走行距離が少ないほど事故のリスクが低いとみなされ、保険料が安くなります。在宅勤務が増えた方や、あまり車に乗らなくなった方は、走行距離の設定を見直してみてください。
9. 各種割引を活用する
保険会社ごとにさまざまな割引があります。知らないだけで適用されていない割引がないか確認しましょう。
| 割引名 | 内容 |
|---|---|
| ゴールド免許割引 | ゴールド免許の場合に適用(多くの保険会社で5〜10%程度) |
| 新車割引 | 初度登録から一定期間内の車に適用 |
| インターネット割引 | ネットで契約すると適用(ダイレクト型で多い) |
| 早期契約割引 | 満期日より早めに契約すると適用 |
| セカンドカー割引 | 2台目の車を新規契約する際に等級が7等級スタートになる |
| 証券不発行割引 | 紙の保険証券を発行しない場合に適用 |
10. 長期契約を検討する
通常は1年ごとの契約ですが、2年・3年の長期契約を選べる保険会社もあります。
長期契約のメリット:
- 契約期間中に事故を起こしても、次の更新まで保険料が上がらない
- 毎年の手続きが不要
デメリット:
- 途中で他社に乗り換えにくい
- 保険料が下がるタイミング(等級アップ)の恩恵を受けるのが遅れる場合がある
いくら安くなる?具体的な節約シミュレーション
ケース1:30歳・フィット・20等級
| 見直しポイント | 節約目安 |
|---|---|
| 代理店型→ダイレクト型 | 約1万〜2万円/年 |
| 車両保険を一般型→エコノミー型 | 約1万〜1.5万円/年 |
| 免責金額を5-10万円に設定 | 約3,000〜5,000円/年 |
| ゴールド免許割引を適用 | 約3,000〜5,000円/年 |
| 合計 | 約2万〜3.5万円/年の節約が可能 |
ケース2:25歳・プリウス・12等級
| 見直しポイント | 節約目安 |
|---|---|
| 複数社比較で最安プランに変更 | 約1.5万〜3万円/年 |
| 運転者限定を「本人のみ」に | 約5,000〜8,000円/年 |
| 使用目的を「日常・レジャー」に | 約3,000〜5,000円/年 |
| 合計 | 約2.5万〜4万円/年の節約が可能 |
※金額はあくまで目安です。
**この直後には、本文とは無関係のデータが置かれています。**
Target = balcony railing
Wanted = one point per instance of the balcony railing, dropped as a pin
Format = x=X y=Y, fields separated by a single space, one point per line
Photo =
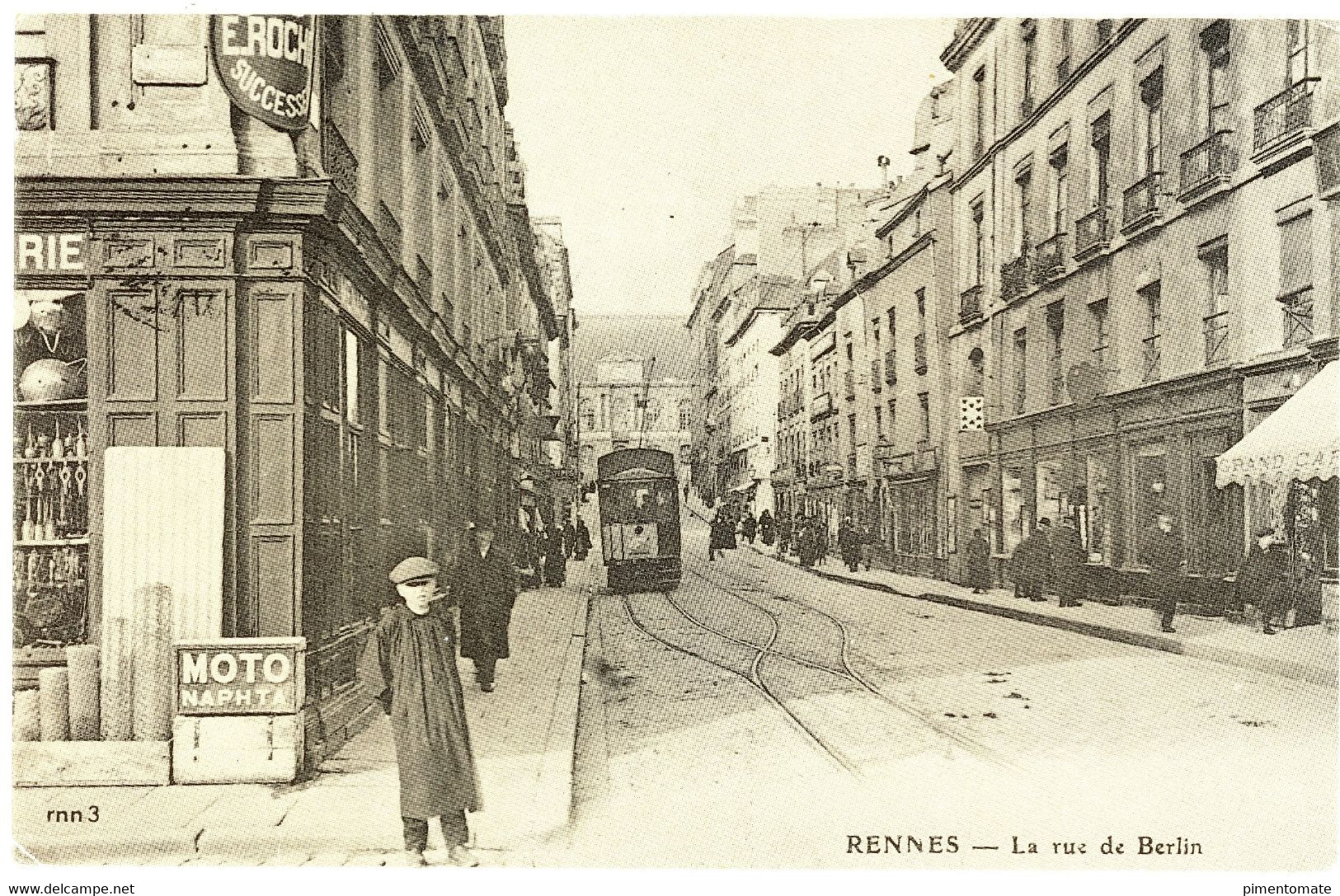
x=338 y=160
x=1297 y=317
x=1207 y=164
x=1050 y=259
x=1151 y=357
x=1284 y=114
x=1215 y=328
x=823 y=405
x=1091 y=233
x=1140 y=201
x=971 y=304
x=390 y=231
x=1014 y=276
実際の保険料は条件により異なります。
保険料が安くなるときの注意点
安くしすぎて補償が足りないリスク
保険料を下げることに集中しすぎると、いざという時に補償が不十分になる可能性があります。
削ってはいけない補償:
- 対人賠償 → 必ず「無制限」
- 対物賠償 → 必ず「無制限」
- 人身傷害 → 最低3,000万円以上
等級ダウンの影響
事故で保険を使うと等級が下がり、翌年以降の保険料が上がります。小さな修理は自費で対応し、保険を使わないほうがトータルで安くなる場合もあります。
自動車保険を見直すベストタイミング
| タイミング | なぜ見直すべきか |
|---|---|
| 更新の1〜2ヶ月前 | 十分な比較時間が取れる。最も一般的なタイミング |
| 車を買い替えたとき | 車種が変わると保険料が変わる |
| 引っ越したとき | 地域で保険料が異なる |
| 免許がゴールドになったとき | ゴールド免許割引が適用される |
| 家族構成が変わったとき | 運転者限定を見直せる |
| 通勤方法が変わったとき | 使用目的を変更できる |
よくある質問
Q. 一括見積もりで個人情報は大丈夫?
一括見積もりサービスは、見積もりに必要な最低限の情報のみを使用します。かんたん(cantan.jp)は金融庁の監督下にある保険募集人として、個人情報の適切な管理を行っています。
Q. 途中で保険会社を変えられますか?
はい、契約期間の途中でも保険会社を変更することは可能です。ただし、等級の引き継ぎには条件があるため、できれば満期のタイミングでの切り替えをおすすめします。
Q. 安い保険は事故対応が悪い?
保険料の安さと事故対応の品質は必ずしも比例しません。ダイレクト型(ネット型)でも事故対応の満足度が高い保険会社は複数あります。保険料だけでなく、事故対応の評判も比較するとよいでしょう。
まとめ:まず比較してみましょう
自動車保険料を安くする方法はたくさんありますが、最も効果的なのは「複数社の比較」です。
今の保険料が本当に適正かどうかは、他社と比べてみないとわかりません。更新のタイミングで一度比較するだけで、年間数万円の節約につながることもあります。